Ne zaman doktora görünmek

Sizde veya çocuğunuzda yukarıdaki belirtilerden ve semptomlardan herhangi biriyle karşılaşırsanız doktorunuza danışın.

Nedenler

Tip 1 diyabetin kesin nedeni bilinmemektedir. Genellikle, vücudun kendi bağışıklık sistemi – normalde zararlı bakterilerle ve virüslerle savaşır – pankreastaki insülin üreten (adacık ya da adacığı Langerhans) hücreleri yanlışlıkla yok eder. Diğer olası nedenler şunlardır:

  • Genetik
  • Virüslere ve diğer çevresel faktörlere maruz kalma

İnsülinin rolü

Önemli sayıda adacık hücresi yok edildikten sonra, çok az insülin üretir veya hiç üretmezsiniz. İnsülin, midenin arkasında ve altında bulunan bir bezden gelen bir hormondur (pankreas).

  • Pankreas insülini kan dolaşımına salgılar.
  • İnsülin dolaşır, şekerin hücrelerinize girmesine izin verir.
  • İnsülin kan dolaşımınızdaki şeker miktarını düşürür.
  • Kan şekeriniz düştüğü için, pankreasınızdan insülin salgılanır.

Glikozun rolü

Glikoz – bir şeker – kasları ve diğer dokuları oluşturan hücreler için ana enerji kaynağıdır.

  • Glikoz iki ana kaynaktan gelir: yiyecek ve karaciğeriniz.
  • Şeker, insülin yardımıyla hücrelere girdiği kan dolaşımına emilir.
  • Karaciğeriniz glikozu glikojen olarak depolar.
  • Glikoz seviyeleriniz düşük olduğunda, örneğin bir süre yemediğiniz zaman, karaciğer, glukoz seviyenizi normal bir aralıkta tutmak için depolanmış glikojeni glukoza indirir.

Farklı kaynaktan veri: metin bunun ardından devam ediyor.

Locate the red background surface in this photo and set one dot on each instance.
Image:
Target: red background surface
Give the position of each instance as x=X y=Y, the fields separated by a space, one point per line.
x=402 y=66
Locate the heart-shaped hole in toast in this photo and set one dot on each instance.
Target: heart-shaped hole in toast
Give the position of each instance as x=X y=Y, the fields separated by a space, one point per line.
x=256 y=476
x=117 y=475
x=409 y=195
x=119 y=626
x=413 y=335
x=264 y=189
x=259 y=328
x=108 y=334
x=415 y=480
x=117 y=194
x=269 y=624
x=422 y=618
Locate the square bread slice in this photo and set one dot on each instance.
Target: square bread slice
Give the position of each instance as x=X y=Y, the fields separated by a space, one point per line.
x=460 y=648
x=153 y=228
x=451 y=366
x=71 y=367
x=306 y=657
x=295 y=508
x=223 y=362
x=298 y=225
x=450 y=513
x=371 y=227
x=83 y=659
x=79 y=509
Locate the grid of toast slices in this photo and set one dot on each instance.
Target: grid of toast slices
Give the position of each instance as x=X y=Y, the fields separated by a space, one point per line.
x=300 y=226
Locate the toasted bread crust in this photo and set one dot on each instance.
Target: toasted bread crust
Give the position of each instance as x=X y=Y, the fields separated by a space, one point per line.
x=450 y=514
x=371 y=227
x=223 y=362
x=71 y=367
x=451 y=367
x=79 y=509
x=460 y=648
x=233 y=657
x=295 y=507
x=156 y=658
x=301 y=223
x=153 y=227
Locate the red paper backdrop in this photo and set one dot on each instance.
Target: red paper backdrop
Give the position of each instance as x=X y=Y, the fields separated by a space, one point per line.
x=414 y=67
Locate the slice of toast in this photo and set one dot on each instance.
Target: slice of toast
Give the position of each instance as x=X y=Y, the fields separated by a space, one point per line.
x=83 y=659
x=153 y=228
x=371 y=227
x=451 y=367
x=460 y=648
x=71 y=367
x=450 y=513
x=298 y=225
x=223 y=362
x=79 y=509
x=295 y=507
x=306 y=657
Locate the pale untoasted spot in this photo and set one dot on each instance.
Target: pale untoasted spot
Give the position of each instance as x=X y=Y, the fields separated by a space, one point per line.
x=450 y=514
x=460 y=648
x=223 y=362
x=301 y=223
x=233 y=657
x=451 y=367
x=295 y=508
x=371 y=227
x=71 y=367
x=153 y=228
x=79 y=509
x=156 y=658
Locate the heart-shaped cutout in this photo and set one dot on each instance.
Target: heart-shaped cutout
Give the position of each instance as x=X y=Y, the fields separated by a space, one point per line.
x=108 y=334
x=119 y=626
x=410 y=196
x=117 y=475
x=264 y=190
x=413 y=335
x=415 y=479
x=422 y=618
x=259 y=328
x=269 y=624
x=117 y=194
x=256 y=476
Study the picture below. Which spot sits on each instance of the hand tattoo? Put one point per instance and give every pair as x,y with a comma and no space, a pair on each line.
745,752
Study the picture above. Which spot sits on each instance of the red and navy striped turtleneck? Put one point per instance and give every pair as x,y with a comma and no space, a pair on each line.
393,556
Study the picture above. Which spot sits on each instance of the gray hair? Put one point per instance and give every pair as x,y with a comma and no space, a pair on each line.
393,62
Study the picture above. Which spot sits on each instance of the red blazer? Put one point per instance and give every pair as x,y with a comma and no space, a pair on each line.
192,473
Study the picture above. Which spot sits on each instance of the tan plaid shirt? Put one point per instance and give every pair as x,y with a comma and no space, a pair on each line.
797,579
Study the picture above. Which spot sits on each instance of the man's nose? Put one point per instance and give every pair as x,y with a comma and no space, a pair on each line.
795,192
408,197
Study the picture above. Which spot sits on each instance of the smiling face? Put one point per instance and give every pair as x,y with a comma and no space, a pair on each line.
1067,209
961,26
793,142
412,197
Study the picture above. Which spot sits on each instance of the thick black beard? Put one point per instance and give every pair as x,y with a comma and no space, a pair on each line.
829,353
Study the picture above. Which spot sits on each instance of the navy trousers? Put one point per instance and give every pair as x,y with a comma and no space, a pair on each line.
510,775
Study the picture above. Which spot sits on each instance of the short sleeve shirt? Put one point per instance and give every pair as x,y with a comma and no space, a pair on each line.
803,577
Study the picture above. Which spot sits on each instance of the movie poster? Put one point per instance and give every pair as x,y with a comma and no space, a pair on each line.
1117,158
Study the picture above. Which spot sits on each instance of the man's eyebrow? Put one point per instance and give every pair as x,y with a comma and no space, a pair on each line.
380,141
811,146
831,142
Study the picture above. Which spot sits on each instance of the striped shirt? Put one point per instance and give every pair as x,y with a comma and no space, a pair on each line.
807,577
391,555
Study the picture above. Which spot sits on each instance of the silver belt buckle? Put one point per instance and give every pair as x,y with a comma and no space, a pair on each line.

Tip 1 diyabette, glukozun hücrelere girmesine izin veren bir insülin yoktur, bu nedenle kan dolaşımınızda şeker oluşur. Bu yaşamı tehdit eden komplikasyonlara neden olabilir.

Risk faktörleri

Tip 1 diyabet için bilinen bazı risk faktörleri şunlardır:

  • Aile öyküsü. Tip 1 diyabetli bir ebeveyn veya kardeşi olan herkes, durumu geliştirme riskini biraz artırmıştır.
  • Genetik. Belirli genlerin varlığı, tip 1 diyabet geliştirme riskini artırmaktadır.
  • Coğrafya. Ekvatordan uzaklaştıkça tip 1 diyabet insidansı artmaktadır.
  • Yaş. Tip 1 diyabet her yaşta görünse de, iki fark edilir derecede zirvede görülür. İlk tepe 4 ila 7 yaş arasındaki çocuklarda, ikincisi ise 10-14 yaş arasındaki çocuklarda görülür.

Komplikasyonlar

Zamanla, tip 1 diyabet komplikasyonları vücudunuzdaki kalp, kan damarları, sinirler, gözler ve böbrekler gibi büyük organları etkileyebilir. Normal kan şekeri seviyesinin korunması, birçok komplikasyon riskini önemli ölçüde azaltabilir.

Sonuç olarak, diyabet komplikasyonları engelleyici hatta hayatı tehdit edici olabilir.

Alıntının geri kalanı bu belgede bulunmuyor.